So, what’s a wave? In his deservedly ubiquitous undergrad electrodynamics textbook, David Griffiths emphasizes the fact that the whole idea is pretty nebulous. Any rigid definition is likely to exclude things that are usually thought of as waves or to include things that aren’t. He suggests that one possible vague definition is “a disturbance of a continuous medium that propagates with a fixed shape at a constant velocity”. He goes on:
Immediate I must add qualifiers: In the presence of absorption, the wave will diminish in size as it moves; if the medium is dispersive different frequencies travel at different speeds; in two or three dimensions, as the wave spreads out its amplitude will decrease; and of course standing waves don’t propagate at all.
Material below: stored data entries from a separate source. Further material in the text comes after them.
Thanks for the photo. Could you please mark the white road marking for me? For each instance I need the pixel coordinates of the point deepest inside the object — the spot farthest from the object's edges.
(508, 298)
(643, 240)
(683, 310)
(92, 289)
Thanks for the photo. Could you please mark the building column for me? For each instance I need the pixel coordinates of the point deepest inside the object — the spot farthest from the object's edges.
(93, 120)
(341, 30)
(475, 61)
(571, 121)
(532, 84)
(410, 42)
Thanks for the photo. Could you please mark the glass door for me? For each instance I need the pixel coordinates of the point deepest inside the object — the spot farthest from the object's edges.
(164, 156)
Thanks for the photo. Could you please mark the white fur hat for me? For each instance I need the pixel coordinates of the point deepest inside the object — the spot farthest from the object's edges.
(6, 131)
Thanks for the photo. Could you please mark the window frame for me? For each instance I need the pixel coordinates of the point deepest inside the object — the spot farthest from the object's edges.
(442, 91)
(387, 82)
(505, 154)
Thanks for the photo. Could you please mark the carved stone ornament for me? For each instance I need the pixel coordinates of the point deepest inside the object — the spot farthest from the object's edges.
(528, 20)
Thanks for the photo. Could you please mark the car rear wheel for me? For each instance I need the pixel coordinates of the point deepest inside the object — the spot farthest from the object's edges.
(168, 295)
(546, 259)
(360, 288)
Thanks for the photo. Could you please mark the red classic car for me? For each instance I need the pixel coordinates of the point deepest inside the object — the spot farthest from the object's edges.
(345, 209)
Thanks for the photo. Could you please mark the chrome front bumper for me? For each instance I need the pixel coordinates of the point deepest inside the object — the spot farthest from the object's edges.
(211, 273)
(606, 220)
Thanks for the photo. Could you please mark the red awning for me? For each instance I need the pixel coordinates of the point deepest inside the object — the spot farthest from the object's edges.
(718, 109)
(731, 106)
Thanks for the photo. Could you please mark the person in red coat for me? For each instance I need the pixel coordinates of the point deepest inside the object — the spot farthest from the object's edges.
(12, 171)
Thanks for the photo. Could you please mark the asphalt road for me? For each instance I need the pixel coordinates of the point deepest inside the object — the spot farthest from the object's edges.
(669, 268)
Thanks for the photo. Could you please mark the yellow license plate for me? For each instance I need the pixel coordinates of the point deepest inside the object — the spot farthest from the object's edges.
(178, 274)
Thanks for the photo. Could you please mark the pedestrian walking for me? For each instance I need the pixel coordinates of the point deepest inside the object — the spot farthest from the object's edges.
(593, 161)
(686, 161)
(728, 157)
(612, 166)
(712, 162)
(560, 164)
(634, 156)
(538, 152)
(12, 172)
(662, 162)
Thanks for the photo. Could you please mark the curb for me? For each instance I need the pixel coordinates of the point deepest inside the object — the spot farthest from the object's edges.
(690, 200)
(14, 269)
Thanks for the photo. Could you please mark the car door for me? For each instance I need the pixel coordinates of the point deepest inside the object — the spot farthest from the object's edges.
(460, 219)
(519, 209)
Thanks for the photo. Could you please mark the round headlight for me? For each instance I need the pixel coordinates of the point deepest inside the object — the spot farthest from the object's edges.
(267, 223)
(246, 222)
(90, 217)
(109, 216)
I might add that the medium of propagation doesn’t need to be continuous either – phonons are probably the most obvious example. But in any event, say you have a wave, whatever it happens to be. Take a snapshot of it with your camera. Assuming the wave exists in one dimension, its shape is given by some function f(x). In two dimensions, frozen as a snapshot in time, maybe it’s a function f(x,y) which is more complicated but conceptually identical:

Alternately, you might put a cork in the water at a fixed position and watch it bob up and down. In some sense this is a snapshot in space, with time flowing by in the normal way. In this case, your wave is given by some function g(t), which describes the up-and-down motion at a fixed point in space:

(Both images from Wikipedia) Now, as Griffiths and I have been at pains to point out, the essence of a wave is the connection between these two descriptions. We’ve talked about f(x) and g(t), but since a wave holds its shape as it propagates, it must be true that for a wave moving at a speed v where vt = x, the function describing the wave has to stay identically the same if x is displaced by vt. In other words, the function has to be of the form f(x – vt).
But this description is usually really inconvenient for calculations. Physicists usually prefer to use one of the one-variable descriptions where the function is just written as f(t) or f(x), with the other variable held fixed. This doesn’t matter so much here, but if the wave is dispersive – i.e., if v is a function of wavelength the two descriptions take on some important subtitles.
On Sunday we’ll take a look at the mathematics of this, and the following week I’m going to spend some time going into a little detail about wave propagation in a dispersive medium. I have a paper coming out I’d like to blog, and it needs a bit of ground work to reduce the difficulty of nontechnical explanation. But it will be my first first-author paper, and at risk of immodesty, I can’t resist explaining it at length on the internet.